Before computation of the similarity the custom parameter can be set to own liking by invoking the set method of the parameter using simVal as a SimilarityValuator. This can look like following example:

((SMNESTGraphItem) simVal.getSimilarityModel().getSimilarityMeasure(itemA.getDataClass(), SMNESTGraphItem.NAME)).setRequireEqualDataClass(true);

Adding the similarity measure to the similarity model during runtime #

To use a custom measure, it is necessary, to start ProCAKE first and use the data and the similarity model of this instance. For this, the following code can be used:

CakeInstance.start(PATH_COMPOSITION, PATH_MODEL, PATH_SIM_MODEL, PATH_CASEBASE);
Model model = ModelFactory.getDefaultModel();
SimilarityValuator simVal = SimilarityModelFactory.newSimilarityValuator();
SimilarityModel similarityModel = simVal.getSimilarityModel();

For the method CakeInstance.start the string values for the path of composition and the casebase has to be set (usually to e.g. "/cake/composition.xml"). The paths for the data and the similarity model can be null. The data model can be retrieved using the ModelFactory. To retrieve the similarity model, first a SimilarityValuator has to be created by using the SimilarityModelFactory. This can be used to retrieve the similarity model.

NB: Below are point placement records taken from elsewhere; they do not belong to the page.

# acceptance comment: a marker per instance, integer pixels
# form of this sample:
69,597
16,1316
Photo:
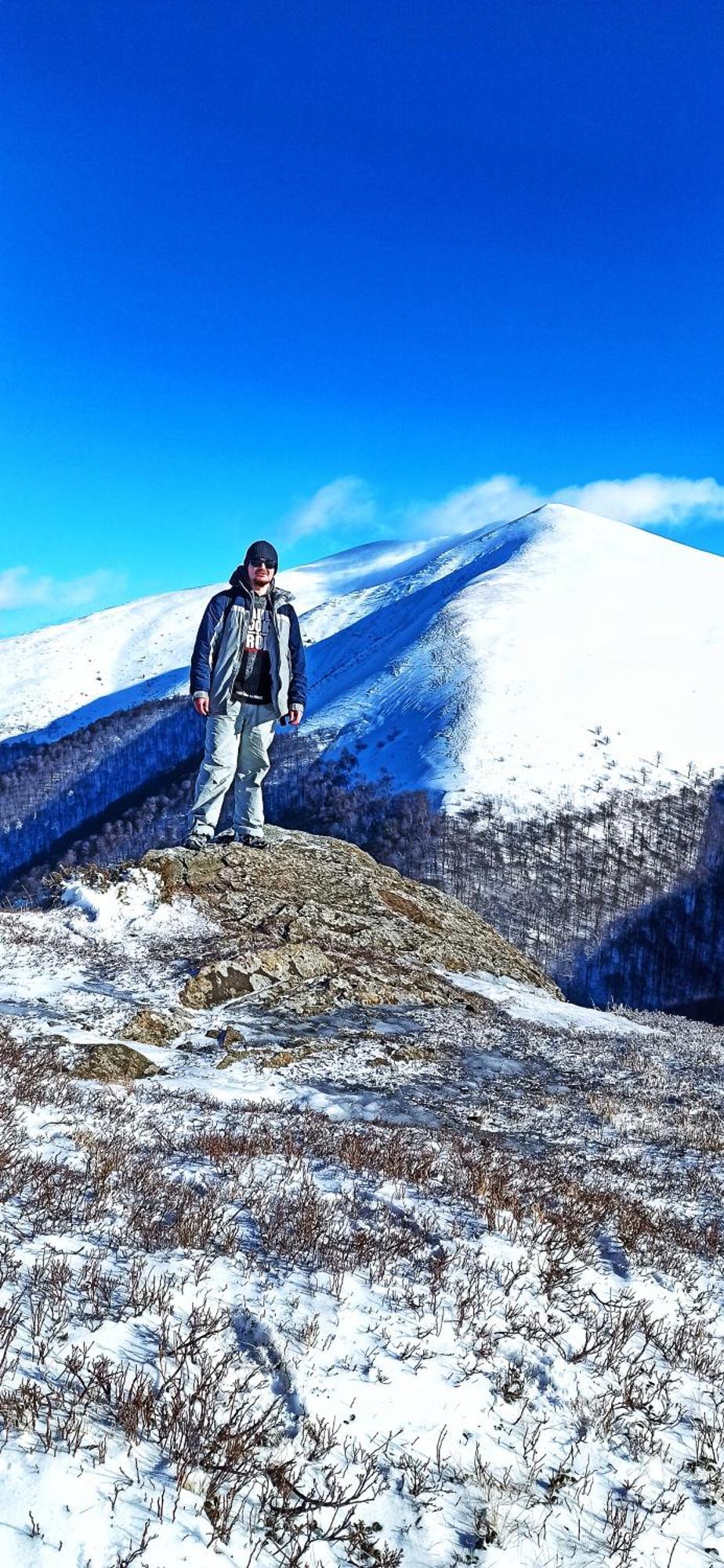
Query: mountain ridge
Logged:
545,659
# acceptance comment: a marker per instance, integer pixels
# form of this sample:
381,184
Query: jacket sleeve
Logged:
206,644
299,662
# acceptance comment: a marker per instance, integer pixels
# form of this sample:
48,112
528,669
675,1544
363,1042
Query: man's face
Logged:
261,576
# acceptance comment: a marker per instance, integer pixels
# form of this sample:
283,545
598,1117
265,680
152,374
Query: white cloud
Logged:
20,590
498,499
650,499
341,506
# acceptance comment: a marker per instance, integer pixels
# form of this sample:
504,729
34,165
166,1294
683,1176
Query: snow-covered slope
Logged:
67,677
556,655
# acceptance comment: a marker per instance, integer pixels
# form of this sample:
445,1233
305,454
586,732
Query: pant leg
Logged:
258,733
219,769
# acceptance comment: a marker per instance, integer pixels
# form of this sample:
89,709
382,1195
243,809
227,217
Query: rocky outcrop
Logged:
114,1064
314,924
151,1029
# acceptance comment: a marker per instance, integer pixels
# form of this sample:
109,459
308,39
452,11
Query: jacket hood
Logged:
241,579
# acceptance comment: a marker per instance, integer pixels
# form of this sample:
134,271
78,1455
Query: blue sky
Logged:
319,270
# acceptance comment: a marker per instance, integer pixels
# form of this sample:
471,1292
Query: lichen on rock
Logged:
316,924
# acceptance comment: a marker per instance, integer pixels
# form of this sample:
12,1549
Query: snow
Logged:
446,1356
535,1006
67,677
554,659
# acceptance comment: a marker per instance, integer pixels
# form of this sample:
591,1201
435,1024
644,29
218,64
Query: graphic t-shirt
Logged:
253,683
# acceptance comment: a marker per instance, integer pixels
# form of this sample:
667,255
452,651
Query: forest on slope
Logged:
554,885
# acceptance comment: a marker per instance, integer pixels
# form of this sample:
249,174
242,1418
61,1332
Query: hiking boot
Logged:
226,837
197,841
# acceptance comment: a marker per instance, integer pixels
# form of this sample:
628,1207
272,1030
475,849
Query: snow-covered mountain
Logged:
562,653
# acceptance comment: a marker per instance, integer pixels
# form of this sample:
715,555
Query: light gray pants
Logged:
237,752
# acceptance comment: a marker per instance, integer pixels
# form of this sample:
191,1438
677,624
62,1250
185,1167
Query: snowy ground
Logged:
556,659
411,1287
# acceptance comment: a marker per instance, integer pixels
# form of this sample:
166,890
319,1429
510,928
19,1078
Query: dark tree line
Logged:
56,789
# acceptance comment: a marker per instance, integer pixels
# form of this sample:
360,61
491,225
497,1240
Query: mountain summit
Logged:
557,656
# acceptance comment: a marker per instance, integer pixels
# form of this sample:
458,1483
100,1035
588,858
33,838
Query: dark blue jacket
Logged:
222,641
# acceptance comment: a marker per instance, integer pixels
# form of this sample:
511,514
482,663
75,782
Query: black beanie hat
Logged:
261,551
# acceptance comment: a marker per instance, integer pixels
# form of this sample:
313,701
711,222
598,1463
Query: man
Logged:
248,670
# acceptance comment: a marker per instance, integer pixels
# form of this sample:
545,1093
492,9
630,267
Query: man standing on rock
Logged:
248,670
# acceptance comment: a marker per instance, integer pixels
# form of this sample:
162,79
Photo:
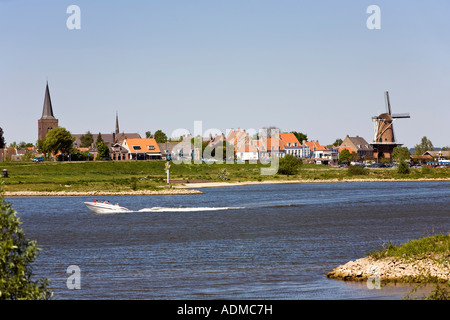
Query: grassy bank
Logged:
150,175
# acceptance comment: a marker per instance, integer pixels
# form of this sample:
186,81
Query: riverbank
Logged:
149,177
423,260
391,269
244,183
99,193
191,187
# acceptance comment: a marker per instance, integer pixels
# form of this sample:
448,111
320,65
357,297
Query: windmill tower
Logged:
384,139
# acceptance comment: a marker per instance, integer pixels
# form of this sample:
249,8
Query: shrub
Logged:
16,255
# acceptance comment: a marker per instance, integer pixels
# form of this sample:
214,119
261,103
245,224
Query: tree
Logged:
345,156
103,150
300,136
400,154
99,138
16,255
2,139
58,140
423,146
160,136
403,167
289,165
87,140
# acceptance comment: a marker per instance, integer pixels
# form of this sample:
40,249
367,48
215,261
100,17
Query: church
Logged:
113,140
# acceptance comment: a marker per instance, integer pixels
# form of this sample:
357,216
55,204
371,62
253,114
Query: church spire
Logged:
47,112
117,124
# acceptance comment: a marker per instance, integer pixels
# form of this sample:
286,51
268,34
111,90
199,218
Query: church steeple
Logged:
47,112
48,120
117,124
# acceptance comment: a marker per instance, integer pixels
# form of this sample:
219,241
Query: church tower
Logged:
48,120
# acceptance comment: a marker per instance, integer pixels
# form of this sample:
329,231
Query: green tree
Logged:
87,140
400,154
300,136
160,136
99,138
16,255
423,146
289,165
103,150
403,168
58,140
345,156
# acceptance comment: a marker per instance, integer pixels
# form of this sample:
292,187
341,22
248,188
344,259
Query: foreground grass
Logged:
436,248
148,175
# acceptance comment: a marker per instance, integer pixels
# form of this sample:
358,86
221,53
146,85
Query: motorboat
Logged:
101,207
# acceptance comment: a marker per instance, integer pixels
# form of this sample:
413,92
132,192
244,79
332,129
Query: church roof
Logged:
47,112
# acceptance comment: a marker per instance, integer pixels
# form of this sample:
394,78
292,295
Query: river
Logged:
243,242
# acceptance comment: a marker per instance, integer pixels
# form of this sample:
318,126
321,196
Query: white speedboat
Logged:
100,207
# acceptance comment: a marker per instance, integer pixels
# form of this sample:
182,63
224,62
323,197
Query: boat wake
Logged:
187,209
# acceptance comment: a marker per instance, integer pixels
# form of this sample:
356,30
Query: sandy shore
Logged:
189,188
100,193
390,269
231,184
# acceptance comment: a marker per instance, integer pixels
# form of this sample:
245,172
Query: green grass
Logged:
138,175
434,247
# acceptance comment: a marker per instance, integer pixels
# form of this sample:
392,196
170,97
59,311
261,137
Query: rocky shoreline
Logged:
392,269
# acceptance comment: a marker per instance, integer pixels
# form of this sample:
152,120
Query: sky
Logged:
308,66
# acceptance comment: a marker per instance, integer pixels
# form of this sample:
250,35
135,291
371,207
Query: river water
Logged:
266,241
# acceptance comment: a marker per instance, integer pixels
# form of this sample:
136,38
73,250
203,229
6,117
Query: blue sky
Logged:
308,66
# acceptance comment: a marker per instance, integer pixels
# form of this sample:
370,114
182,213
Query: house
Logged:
269,147
182,150
322,154
247,153
293,147
360,146
142,149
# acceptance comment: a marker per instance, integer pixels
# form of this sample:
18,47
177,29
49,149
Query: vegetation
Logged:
418,249
57,140
357,170
435,247
116,175
160,136
423,146
400,154
86,140
403,167
16,255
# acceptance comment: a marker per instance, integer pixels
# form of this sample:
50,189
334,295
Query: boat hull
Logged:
105,208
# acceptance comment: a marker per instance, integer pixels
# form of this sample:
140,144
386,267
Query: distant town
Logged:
238,145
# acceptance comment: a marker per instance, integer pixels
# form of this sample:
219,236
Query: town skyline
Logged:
311,68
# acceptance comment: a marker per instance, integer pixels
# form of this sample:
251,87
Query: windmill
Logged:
384,139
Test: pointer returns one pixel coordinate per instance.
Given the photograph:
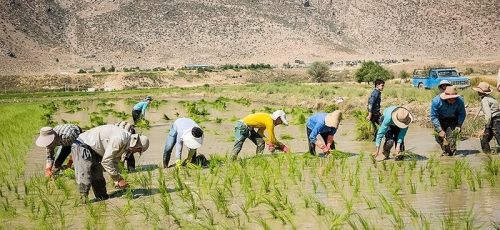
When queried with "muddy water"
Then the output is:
(434, 201)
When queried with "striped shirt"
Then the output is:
(66, 135)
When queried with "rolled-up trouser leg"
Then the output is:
(240, 135)
(169, 146)
(62, 154)
(82, 162)
(97, 178)
(130, 159)
(485, 140)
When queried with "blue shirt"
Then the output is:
(142, 106)
(374, 101)
(442, 109)
(316, 123)
(180, 126)
(384, 127)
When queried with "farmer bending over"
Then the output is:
(245, 128)
(489, 106)
(61, 135)
(395, 122)
(447, 116)
(326, 125)
(184, 131)
(139, 110)
(101, 148)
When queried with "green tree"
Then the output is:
(370, 71)
(319, 71)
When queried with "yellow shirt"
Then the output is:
(262, 121)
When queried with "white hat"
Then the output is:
(138, 140)
(190, 141)
(280, 114)
(401, 117)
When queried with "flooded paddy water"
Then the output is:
(288, 191)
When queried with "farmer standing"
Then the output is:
(139, 110)
(394, 127)
(374, 104)
(101, 148)
(61, 135)
(491, 110)
(443, 84)
(326, 125)
(245, 128)
(184, 131)
(447, 115)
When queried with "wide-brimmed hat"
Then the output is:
(444, 82)
(333, 119)
(191, 141)
(401, 117)
(47, 136)
(449, 92)
(138, 140)
(280, 114)
(483, 87)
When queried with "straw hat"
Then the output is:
(138, 140)
(191, 141)
(47, 136)
(483, 87)
(280, 114)
(333, 119)
(444, 82)
(449, 92)
(401, 117)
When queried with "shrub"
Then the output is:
(370, 71)
(319, 71)
(403, 74)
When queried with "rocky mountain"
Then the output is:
(52, 36)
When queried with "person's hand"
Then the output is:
(285, 148)
(121, 184)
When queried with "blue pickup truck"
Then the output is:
(428, 79)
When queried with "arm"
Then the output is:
(435, 116)
(461, 112)
(487, 112)
(314, 133)
(382, 130)
(111, 157)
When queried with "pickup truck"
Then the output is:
(428, 79)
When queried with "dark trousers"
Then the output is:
(136, 115)
(448, 143)
(489, 133)
(375, 120)
(64, 152)
(89, 171)
(391, 139)
(312, 146)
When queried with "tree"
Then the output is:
(370, 71)
(319, 71)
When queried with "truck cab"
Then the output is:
(428, 79)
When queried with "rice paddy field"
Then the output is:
(347, 189)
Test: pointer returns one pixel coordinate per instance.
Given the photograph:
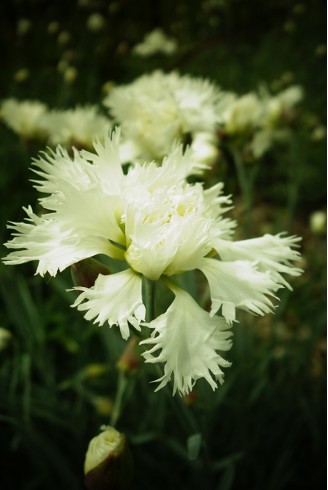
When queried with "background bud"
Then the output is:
(108, 462)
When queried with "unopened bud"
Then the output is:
(85, 272)
(108, 462)
(130, 358)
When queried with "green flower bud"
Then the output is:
(108, 462)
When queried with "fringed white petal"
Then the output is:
(186, 339)
(273, 253)
(116, 299)
(238, 284)
(48, 242)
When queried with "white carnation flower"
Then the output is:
(159, 109)
(79, 126)
(24, 117)
(154, 42)
(159, 226)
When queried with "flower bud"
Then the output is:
(108, 462)
(85, 272)
(130, 359)
(5, 338)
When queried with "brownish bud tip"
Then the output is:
(85, 272)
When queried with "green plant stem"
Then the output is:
(246, 188)
(149, 290)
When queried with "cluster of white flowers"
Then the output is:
(159, 226)
(157, 110)
(32, 119)
(24, 117)
(258, 120)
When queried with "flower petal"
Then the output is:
(238, 285)
(116, 299)
(55, 248)
(271, 253)
(188, 339)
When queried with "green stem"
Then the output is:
(118, 402)
(149, 297)
(246, 185)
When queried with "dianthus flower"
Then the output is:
(78, 126)
(159, 226)
(24, 117)
(159, 109)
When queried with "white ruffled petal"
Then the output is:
(271, 253)
(116, 299)
(188, 339)
(238, 285)
(48, 242)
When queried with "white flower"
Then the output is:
(158, 110)
(79, 126)
(159, 226)
(188, 339)
(154, 42)
(24, 117)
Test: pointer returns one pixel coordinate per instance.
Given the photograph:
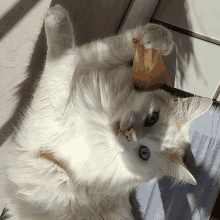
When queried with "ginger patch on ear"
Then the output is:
(50, 157)
(149, 70)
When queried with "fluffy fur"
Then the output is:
(67, 161)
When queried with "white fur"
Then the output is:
(80, 97)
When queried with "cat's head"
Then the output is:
(153, 138)
(153, 131)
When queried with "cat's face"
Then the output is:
(153, 131)
(147, 136)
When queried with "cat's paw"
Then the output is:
(158, 37)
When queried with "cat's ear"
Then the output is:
(193, 107)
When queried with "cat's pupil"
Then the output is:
(151, 119)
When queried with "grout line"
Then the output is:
(217, 93)
(126, 12)
(186, 32)
(155, 11)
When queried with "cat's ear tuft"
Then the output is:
(193, 107)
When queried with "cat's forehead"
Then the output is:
(150, 101)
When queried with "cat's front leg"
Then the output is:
(118, 49)
(55, 84)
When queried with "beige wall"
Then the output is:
(20, 25)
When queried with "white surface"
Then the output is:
(204, 79)
(199, 16)
(140, 12)
(15, 50)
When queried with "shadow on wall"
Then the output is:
(185, 53)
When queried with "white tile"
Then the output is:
(199, 16)
(140, 12)
(197, 65)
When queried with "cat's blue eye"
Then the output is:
(151, 119)
(144, 152)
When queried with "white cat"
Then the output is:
(68, 160)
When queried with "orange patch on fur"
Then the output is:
(160, 98)
(174, 158)
(49, 156)
(180, 123)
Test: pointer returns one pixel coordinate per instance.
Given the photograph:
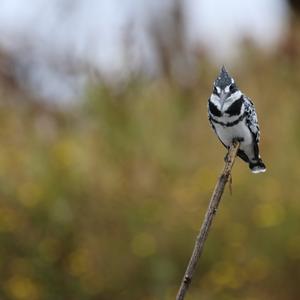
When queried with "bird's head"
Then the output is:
(225, 89)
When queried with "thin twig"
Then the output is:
(211, 211)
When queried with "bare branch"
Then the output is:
(211, 211)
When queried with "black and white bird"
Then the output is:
(232, 116)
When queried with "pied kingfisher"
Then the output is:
(232, 116)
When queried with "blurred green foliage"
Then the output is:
(104, 200)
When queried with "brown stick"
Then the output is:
(212, 209)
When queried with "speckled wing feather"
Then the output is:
(251, 118)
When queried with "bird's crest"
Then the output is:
(223, 79)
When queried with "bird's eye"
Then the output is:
(232, 88)
(215, 91)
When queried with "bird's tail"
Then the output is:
(257, 167)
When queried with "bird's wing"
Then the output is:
(209, 117)
(251, 119)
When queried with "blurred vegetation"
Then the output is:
(104, 200)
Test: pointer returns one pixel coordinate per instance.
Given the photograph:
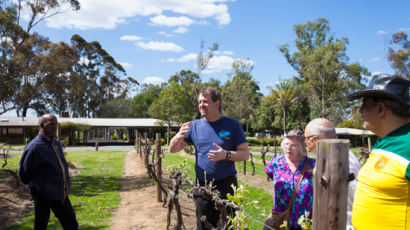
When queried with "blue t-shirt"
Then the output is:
(225, 132)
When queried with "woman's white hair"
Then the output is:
(299, 136)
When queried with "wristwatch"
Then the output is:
(228, 155)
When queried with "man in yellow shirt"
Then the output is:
(382, 197)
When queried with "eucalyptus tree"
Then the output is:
(322, 65)
(21, 51)
(399, 54)
(240, 95)
(96, 79)
(191, 81)
(142, 101)
(171, 106)
(284, 94)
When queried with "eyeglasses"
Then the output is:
(308, 137)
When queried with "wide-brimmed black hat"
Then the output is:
(385, 86)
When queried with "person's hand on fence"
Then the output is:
(218, 154)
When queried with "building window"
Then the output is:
(15, 131)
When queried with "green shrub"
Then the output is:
(252, 141)
(172, 134)
(162, 141)
(189, 149)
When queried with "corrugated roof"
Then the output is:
(350, 131)
(96, 122)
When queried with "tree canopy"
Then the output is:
(399, 54)
(322, 66)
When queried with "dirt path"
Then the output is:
(139, 208)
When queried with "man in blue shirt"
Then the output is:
(218, 141)
(44, 168)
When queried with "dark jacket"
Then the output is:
(41, 169)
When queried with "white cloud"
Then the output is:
(84, 60)
(181, 30)
(108, 14)
(153, 80)
(375, 73)
(223, 52)
(125, 64)
(223, 63)
(219, 63)
(185, 58)
(131, 38)
(165, 34)
(162, 20)
(160, 46)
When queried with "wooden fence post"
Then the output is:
(140, 144)
(330, 185)
(158, 166)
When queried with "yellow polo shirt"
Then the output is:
(382, 197)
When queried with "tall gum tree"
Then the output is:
(399, 54)
(18, 45)
(322, 66)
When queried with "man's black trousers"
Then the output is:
(63, 211)
(205, 206)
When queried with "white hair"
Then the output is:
(322, 128)
(302, 146)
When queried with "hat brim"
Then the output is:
(375, 93)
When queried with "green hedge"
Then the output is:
(263, 141)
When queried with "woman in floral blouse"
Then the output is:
(285, 171)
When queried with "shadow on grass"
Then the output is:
(95, 185)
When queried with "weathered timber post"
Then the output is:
(244, 167)
(158, 166)
(330, 184)
(140, 144)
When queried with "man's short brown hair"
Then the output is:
(215, 95)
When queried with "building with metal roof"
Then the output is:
(19, 130)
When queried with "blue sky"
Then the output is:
(154, 39)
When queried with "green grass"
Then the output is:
(94, 192)
(264, 198)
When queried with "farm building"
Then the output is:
(20, 130)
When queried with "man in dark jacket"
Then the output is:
(45, 170)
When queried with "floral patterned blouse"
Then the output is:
(284, 181)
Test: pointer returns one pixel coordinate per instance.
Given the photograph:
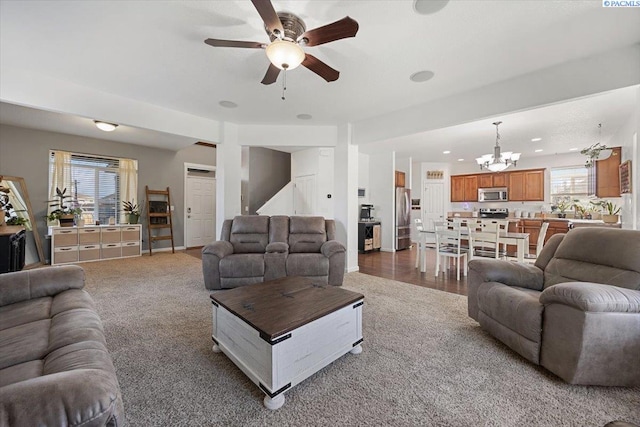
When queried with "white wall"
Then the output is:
(382, 195)
(319, 162)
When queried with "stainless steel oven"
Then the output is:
(498, 194)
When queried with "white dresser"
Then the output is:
(94, 243)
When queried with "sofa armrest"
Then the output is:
(508, 273)
(278, 247)
(594, 297)
(220, 248)
(43, 282)
(331, 247)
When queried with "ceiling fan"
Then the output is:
(288, 34)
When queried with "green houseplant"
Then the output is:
(63, 213)
(132, 211)
(610, 211)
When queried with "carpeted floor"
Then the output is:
(424, 362)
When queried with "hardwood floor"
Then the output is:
(400, 266)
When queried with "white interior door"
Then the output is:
(304, 195)
(200, 211)
(432, 204)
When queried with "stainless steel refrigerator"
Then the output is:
(403, 218)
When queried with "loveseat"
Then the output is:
(257, 248)
(55, 369)
(576, 311)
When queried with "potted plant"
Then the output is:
(610, 211)
(132, 211)
(63, 213)
(562, 207)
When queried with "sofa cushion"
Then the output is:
(307, 265)
(306, 234)
(519, 309)
(242, 265)
(250, 234)
(593, 255)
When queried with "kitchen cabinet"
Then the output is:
(532, 226)
(527, 185)
(369, 236)
(464, 188)
(608, 175)
(489, 180)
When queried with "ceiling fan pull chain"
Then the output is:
(284, 82)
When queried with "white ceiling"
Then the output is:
(154, 52)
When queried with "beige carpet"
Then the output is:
(424, 362)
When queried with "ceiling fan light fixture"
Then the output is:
(285, 55)
(104, 126)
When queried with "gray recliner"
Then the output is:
(255, 248)
(576, 311)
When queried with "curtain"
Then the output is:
(128, 169)
(60, 175)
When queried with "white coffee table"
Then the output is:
(283, 331)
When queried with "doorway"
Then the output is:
(200, 206)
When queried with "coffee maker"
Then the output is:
(365, 213)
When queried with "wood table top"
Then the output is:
(282, 305)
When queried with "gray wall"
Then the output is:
(269, 171)
(25, 153)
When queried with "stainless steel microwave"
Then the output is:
(498, 194)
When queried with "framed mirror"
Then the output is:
(15, 202)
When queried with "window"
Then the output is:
(97, 185)
(569, 183)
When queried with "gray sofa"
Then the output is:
(55, 369)
(576, 311)
(256, 248)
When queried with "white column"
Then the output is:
(229, 176)
(346, 195)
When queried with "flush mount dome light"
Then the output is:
(421, 76)
(284, 54)
(107, 127)
(427, 7)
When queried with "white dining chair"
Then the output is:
(485, 242)
(448, 246)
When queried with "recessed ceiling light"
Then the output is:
(427, 7)
(107, 127)
(421, 76)
(228, 104)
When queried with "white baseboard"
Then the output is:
(177, 248)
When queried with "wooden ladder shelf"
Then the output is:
(159, 216)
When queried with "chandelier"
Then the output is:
(497, 161)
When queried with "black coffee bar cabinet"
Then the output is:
(12, 248)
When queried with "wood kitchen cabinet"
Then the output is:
(608, 175)
(527, 185)
(488, 180)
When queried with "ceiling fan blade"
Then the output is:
(269, 16)
(271, 76)
(320, 68)
(346, 27)
(234, 43)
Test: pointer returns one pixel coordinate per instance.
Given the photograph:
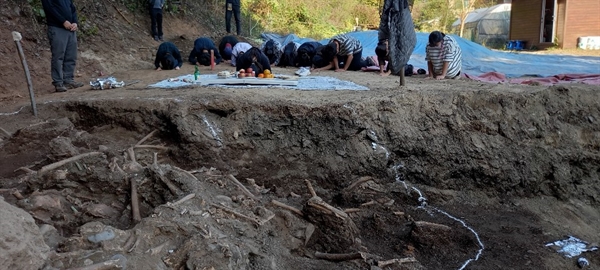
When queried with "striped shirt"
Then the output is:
(449, 52)
(348, 44)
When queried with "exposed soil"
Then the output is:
(445, 169)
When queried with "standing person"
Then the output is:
(232, 6)
(343, 49)
(200, 55)
(397, 31)
(156, 18)
(61, 18)
(226, 46)
(167, 57)
(443, 56)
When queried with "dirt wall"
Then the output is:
(522, 144)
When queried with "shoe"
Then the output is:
(73, 85)
(60, 88)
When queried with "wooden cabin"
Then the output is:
(546, 23)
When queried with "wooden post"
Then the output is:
(402, 78)
(17, 38)
(212, 60)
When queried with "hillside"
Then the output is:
(442, 175)
(111, 38)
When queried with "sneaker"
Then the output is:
(60, 88)
(73, 84)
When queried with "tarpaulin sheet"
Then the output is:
(478, 60)
(322, 83)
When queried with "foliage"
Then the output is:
(308, 18)
(37, 9)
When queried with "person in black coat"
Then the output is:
(167, 57)
(61, 18)
(253, 58)
(226, 46)
(306, 52)
(288, 57)
(232, 7)
(200, 55)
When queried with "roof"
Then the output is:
(497, 12)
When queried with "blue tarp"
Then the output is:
(478, 59)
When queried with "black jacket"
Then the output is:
(246, 60)
(59, 11)
(167, 48)
(227, 39)
(233, 2)
(202, 44)
(306, 52)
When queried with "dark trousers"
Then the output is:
(156, 17)
(235, 9)
(63, 44)
(357, 61)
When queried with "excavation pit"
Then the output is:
(395, 180)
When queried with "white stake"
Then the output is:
(17, 38)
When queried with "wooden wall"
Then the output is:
(575, 18)
(560, 22)
(525, 17)
(583, 19)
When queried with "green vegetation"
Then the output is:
(37, 9)
(308, 18)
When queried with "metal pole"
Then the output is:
(17, 38)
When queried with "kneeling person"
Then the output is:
(200, 55)
(253, 58)
(343, 49)
(443, 56)
(167, 56)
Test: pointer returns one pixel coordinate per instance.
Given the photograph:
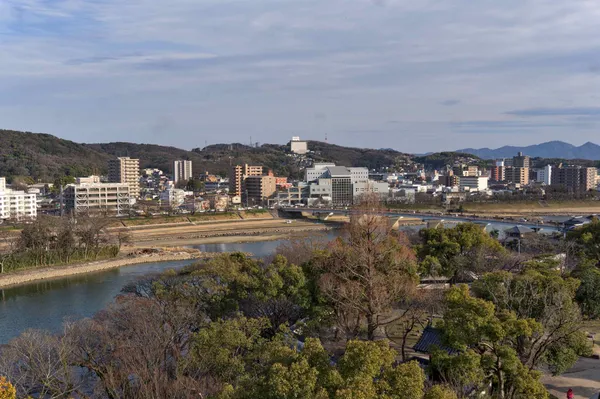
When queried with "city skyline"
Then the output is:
(379, 74)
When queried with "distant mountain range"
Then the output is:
(45, 157)
(551, 149)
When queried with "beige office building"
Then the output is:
(239, 174)
(127, 171)
(257, 189)
(517, 175)
(98, 198)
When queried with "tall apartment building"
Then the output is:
(127, 171)
(517, 175)
(238, 175)
(497, 173)
(298, 146)
(256, 189)
(89, 198)
(318, 171)
(342, 190)
(575, 178)
(521, 161)
(16, 204)
(463, 170)
(449, 180)
(473, 183)
(544, 175)
(182, 170)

Afterwards, three steps are required to use the similarity measure:

  1. A new instance of the similarity measure must be registered in the similarity model. For this, the method registerSimilarityMeasureTemplate(SimilarityMeasure similarityMeasure) is used. Here, the constructor of the similarity measure can be used as parameter.
  2. The measure can be created by using the method createSimilarityMeasure(String similarityMeasureName, DataClass measureDataClass) of the similarity model. Here, similarityMeasureName must be the name, which is either set in the measure class itself or its interface. The measureDataClass is the data class, to which the measure can be applied (or for its subclasses). To get the data class, a method of the data model has to be used.
  3. The created measure is added to the similarity model by using its method addSimilarityMeasure(SimilarityMeasure similarityMeasure, String similarityMeasureName). Here, the string similarityMeasureName can be any string, which has not been used in the model, yet.
similarityModel.registerSimilarityMeasureTemplate(new SMTestMeasureImpl());

SMTestMeasure testMeasure = (SMTestMeasure) similarityModel.createSimilarityMeasure(SMTestMeasure.NAME, model.getAtomicSystemClass());

similarityModel.addSimilarityMeasure(testMeasure, "TestMeasure");

This is the easiest way to add a new created similarity measure to the similarity model. But in this approach, an XML instantiation of a similarity measure is not supported. If this is required, the following approach has to be used. Otherwise, the measure can be directly used.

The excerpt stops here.